Quote (ogsarticuno @ Jan 8 2019 09:55pm)
(...)
P(Y = y) = \sum_{i=1}^n P(Y = y | X = i) P(X = i)
= \sum_{i=y}^n (1/i) * (1/n)
= (1/n) \sum_{i=y}^n (1/i)
(...)
since P(Y = y | X = i) = 0 as soon as i < y.
Does it seem better like that ?
Also it's possible to replace your 'y' by the original 'x' :
P(Y = x) = \sum_{i=1}^n P(Y = x | X = i) P(X = i)
= \sum_{i=x}^n (1/i) * (1/n)
= (1/n) \sum_{i=x}^n (1/i)
And indeed, it sums to 1 (ouf !) :
Let S = sum_{x = 1}^{+infinity} P(Y = x).

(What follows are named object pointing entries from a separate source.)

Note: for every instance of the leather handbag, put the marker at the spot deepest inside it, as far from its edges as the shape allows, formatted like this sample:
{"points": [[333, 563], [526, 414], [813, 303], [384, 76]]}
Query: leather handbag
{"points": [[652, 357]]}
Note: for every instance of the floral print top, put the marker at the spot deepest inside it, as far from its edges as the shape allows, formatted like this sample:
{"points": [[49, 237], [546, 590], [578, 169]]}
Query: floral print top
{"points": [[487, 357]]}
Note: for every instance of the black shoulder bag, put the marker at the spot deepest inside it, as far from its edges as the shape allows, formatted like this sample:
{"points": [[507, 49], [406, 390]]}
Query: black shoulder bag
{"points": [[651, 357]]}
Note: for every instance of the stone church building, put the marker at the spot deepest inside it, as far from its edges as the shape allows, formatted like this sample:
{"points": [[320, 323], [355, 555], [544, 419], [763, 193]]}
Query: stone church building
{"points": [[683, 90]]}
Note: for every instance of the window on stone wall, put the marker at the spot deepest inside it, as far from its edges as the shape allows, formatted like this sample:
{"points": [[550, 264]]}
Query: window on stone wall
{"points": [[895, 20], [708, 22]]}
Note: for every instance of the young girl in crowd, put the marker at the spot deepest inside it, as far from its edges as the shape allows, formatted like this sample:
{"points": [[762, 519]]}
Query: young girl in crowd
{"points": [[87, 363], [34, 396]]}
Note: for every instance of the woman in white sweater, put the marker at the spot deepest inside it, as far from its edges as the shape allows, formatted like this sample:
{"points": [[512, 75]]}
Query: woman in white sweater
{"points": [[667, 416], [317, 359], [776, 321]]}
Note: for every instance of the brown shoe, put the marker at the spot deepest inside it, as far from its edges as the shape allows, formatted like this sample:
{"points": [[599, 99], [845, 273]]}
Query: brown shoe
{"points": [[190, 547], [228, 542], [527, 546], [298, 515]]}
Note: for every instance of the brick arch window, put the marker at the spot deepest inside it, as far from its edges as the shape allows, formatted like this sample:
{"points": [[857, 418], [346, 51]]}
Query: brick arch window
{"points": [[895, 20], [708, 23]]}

S = sum_{x = 1}^n P(Y = x) since P(Y = x) = 0 as soon as x > n
S = sum_{x=1}^n (1/n) sum_{i=x}^n (1/i)
S = sum_{i=1}^n sum_{x=1}^i 1/(ni)
S = sum_{i=1}^n i/(ni)
S = sum_{i=1}^n (1/n)
S = n * (1/n)
S = 1